KING-MAKING WATERLOO

"Last noon beheld them full of lusty life,
Last eve in Beauty's circle proudly gay,
The midnight brought the signal-sound of strife;
The morn the marshalling in arms—the day
Battle's magnificently stern array!
The thunder-clouds close o'er it, which when rent
The earth is cover'd thick with other clay,
Which her own clay shall cover, heap'd and pent,
Rider and horse—friend, foe—in one red burial blent!"
—BYRON.

"I look upon Salamanca, Vittoria, and Waterloo as my three best battles—those which had great and permanent consequences. Salamanca relieved the whole south of Spain, changed all the prospects of the war, and was felt even in Prussia. Vittoria freed the Peninsula altogether, broke off the armistice at Dresden, and thus led to Leipsic and the deliverance of Europe; and Waterloo did more than any other battle I know of towards the true object of all battles—the peace of the world."—WELLINGTON, Conversation with Croker.

On June 18, 1815, the grey light of a Sunday morning was breaking over a shallow valley lying between parallel ridges of low hills some twelve miles to the south of Brussels. All night the rain had fallen furiously, and still the fog hung low, and driving showers swept over plain and hill as from the church spires of half-a-dozen tiny villages the matin bells began to ring. For centuries those bells had called the villagers to prayers; to-day, as the wave of sound stole through the misty air it was the signal for the awakening of two mighty armies to the greatest battle of modern times.

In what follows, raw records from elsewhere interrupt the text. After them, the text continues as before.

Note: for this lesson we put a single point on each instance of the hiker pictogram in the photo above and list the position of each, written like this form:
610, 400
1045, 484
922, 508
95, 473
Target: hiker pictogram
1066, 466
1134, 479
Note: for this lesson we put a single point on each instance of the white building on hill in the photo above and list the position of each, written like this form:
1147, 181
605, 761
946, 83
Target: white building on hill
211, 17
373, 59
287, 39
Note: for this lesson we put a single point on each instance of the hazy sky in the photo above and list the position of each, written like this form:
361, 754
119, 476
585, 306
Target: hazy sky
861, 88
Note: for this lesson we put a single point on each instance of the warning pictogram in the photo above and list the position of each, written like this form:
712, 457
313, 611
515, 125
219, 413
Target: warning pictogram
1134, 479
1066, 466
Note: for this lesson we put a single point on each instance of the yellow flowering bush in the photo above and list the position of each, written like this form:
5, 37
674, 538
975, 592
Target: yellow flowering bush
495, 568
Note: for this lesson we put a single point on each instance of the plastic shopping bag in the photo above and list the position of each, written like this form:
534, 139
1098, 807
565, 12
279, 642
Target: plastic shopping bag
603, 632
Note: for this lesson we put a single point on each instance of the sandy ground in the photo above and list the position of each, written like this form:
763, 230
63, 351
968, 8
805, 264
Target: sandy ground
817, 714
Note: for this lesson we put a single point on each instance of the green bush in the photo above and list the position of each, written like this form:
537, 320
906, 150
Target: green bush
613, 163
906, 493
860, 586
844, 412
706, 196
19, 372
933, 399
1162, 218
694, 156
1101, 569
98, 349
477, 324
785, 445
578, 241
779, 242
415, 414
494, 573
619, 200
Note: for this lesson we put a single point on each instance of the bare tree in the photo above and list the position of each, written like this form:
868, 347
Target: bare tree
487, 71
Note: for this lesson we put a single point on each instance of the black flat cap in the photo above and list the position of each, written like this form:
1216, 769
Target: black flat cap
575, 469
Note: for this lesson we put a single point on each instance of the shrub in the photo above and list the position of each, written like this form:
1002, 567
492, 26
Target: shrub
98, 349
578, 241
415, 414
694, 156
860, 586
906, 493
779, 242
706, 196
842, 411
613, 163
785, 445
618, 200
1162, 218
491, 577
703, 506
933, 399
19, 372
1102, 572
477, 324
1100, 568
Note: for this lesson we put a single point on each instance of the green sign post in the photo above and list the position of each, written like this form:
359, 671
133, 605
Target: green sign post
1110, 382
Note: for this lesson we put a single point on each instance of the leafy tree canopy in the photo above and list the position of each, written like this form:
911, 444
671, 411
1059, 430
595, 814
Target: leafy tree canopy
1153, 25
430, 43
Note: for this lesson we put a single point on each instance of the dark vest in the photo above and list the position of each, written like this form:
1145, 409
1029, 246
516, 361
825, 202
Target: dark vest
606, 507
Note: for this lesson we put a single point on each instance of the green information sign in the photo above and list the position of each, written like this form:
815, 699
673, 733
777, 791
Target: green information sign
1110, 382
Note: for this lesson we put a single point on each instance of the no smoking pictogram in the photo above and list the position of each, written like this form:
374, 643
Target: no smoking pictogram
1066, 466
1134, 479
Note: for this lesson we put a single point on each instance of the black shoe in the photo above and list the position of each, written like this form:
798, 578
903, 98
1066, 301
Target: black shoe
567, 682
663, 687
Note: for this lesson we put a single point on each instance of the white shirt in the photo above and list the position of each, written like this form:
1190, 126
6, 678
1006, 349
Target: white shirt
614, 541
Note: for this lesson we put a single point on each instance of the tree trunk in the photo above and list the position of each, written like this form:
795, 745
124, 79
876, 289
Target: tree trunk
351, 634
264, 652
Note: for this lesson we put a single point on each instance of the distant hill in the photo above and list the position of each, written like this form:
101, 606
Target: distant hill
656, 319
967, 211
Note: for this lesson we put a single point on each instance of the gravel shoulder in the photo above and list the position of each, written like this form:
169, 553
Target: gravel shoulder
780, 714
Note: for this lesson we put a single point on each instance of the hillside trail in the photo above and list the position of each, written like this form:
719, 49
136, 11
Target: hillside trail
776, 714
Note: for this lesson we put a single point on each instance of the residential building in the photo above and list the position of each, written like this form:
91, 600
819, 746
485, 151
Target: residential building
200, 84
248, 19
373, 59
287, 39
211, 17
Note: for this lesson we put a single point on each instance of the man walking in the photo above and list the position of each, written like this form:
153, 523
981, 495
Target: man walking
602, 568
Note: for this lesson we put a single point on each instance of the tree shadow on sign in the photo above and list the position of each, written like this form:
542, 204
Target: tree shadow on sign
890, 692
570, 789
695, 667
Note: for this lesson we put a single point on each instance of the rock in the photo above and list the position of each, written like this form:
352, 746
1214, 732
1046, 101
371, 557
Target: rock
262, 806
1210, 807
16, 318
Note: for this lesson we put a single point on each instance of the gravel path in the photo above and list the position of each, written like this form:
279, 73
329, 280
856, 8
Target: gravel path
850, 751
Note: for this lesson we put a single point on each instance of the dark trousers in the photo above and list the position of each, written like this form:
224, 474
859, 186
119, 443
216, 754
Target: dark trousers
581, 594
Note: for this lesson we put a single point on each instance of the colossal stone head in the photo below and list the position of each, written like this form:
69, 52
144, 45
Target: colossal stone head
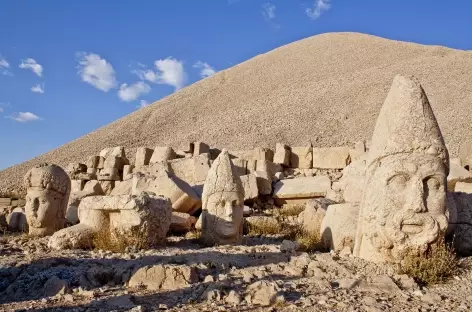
48, 188
404, 201
223, 203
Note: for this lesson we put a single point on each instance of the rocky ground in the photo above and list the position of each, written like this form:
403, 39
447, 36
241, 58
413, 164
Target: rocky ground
261, 273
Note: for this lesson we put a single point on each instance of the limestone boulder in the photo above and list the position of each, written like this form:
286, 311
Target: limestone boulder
164, 277
339, 226
457, 174
300, 190
331, 157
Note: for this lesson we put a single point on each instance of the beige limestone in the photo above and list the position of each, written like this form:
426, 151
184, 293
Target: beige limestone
162, 154
48, 188
457, 174
164, 277
282, 155
223, 202
145, 216
338, 228
182, 222
251, 190
143, 156
200, 148
314, 213
331, 157
300, 190
404, 202
463, 187
301, 157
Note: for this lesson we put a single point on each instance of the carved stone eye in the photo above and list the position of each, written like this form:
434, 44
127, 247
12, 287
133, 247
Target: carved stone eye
398, 181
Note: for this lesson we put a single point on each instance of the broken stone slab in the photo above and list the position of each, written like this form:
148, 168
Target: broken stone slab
144, 216
162, 154
339, 226
164, 277
300, 190
282, 155
200, 148
182, 196
251, 191
182, 222
463, 187
108, 174
301, 157
330, 157
143, 156
457, 174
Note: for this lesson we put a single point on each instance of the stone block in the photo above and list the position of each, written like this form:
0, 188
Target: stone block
162, 154
339, 226
251, 191
240, 166
143, 156
463, 187
92, 162
264, 182
108, 174
282, 155
331, 157
200, 148
300, 190
301, 157
457, 174
262, 153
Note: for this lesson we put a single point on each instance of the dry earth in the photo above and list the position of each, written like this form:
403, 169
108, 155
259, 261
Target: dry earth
96, 280
326, 89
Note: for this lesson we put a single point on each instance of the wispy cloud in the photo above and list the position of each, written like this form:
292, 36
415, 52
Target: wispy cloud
169, 71
96, 71
24, 117
31, 64
129, 93
38, 88
319, 6
206, 70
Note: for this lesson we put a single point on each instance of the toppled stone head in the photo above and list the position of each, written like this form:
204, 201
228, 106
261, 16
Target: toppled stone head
48, 188
223, 203
404, 201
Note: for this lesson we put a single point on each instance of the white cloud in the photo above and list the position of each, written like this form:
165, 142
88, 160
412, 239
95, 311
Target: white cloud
206, 69
143, 103
132, 92
268, 11
24, 117
169, 71
96, 71
38, 88
319, 6
33, 65
4, 63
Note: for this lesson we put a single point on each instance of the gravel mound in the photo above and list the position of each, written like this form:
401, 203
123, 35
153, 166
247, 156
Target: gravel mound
326, 89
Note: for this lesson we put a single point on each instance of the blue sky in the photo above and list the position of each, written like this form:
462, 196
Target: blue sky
69, 67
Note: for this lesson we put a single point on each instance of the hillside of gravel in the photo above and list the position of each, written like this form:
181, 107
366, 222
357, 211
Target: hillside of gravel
326, 89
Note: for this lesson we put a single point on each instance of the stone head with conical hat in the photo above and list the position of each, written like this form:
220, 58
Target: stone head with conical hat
404, 202
223, 203
48, 188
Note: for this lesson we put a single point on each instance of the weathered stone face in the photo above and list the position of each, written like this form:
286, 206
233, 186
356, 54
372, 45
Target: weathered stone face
48, 190
404, 201
223, 203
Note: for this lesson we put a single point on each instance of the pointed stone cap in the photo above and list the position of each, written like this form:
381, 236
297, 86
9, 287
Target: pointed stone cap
222, 177
406, 124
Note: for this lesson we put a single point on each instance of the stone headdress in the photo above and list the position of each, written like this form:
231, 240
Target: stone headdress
49, 177
406, 125
222, 177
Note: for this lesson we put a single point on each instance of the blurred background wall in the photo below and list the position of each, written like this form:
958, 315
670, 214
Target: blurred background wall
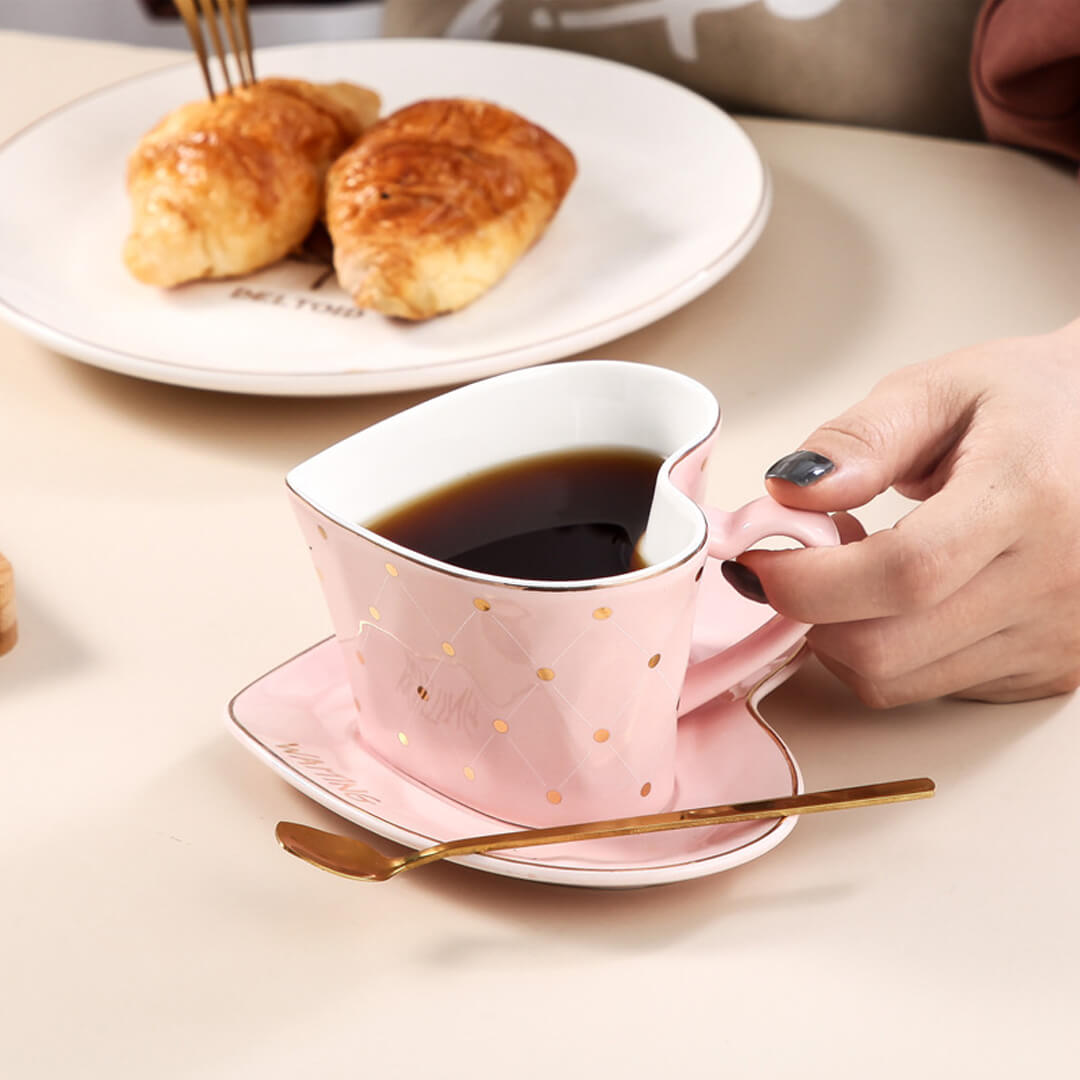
154, 22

More ink has, perhaps, been shed about Waterloo than about any other battle known to history, and still the story bristles with conundrums, questions of fact, and problems in strategy, about which the experts still wage, with pen and diagram, strife almost as furious as that which was waged with lance and sword, with bayonet and musket, more than eighty years ago on the actual slopes of Mont St. Jean. It is still, for example, a matter of debate whether, when Wellington first resolved to fight at Waterloo, he had any express promise from Blücher to join him on that field. Did Wellington, for example, ride over alone to Blücher's headquarters on the night before Waterloo, and obtain a pledge of aid, on the strength of which he fought next day? It is not merely possible to quote experts on each side of this question; it is possible to quote the same expert on both sides. Ropes, for example, the latest Waterloo critic, devotes several pages to proving that the interview never took place, and then adds a note to his third edition declaring that he has seen evidence which convinces him it did take place! It is possible even to quote Wellington himself both for the alleged visit and against it. In 1833 he told a circle of guests at Strathfieldsaye, in minute detail, how he got rid of his only aide-de-camp, Lord Fitzroy Somerset, and rode over on "Copenhagen" in the rain and darkness to Wavre, and got from Blücher's own lips the assurance that he would join him next day at Waterloo. In 1838, when directly asked by Baron Gurney whether the story was true, he replied, "No, I did not see Blücher the day before Waterloo." If Homer nodded, it is plain that sometimes the Duke of Wellington forgot!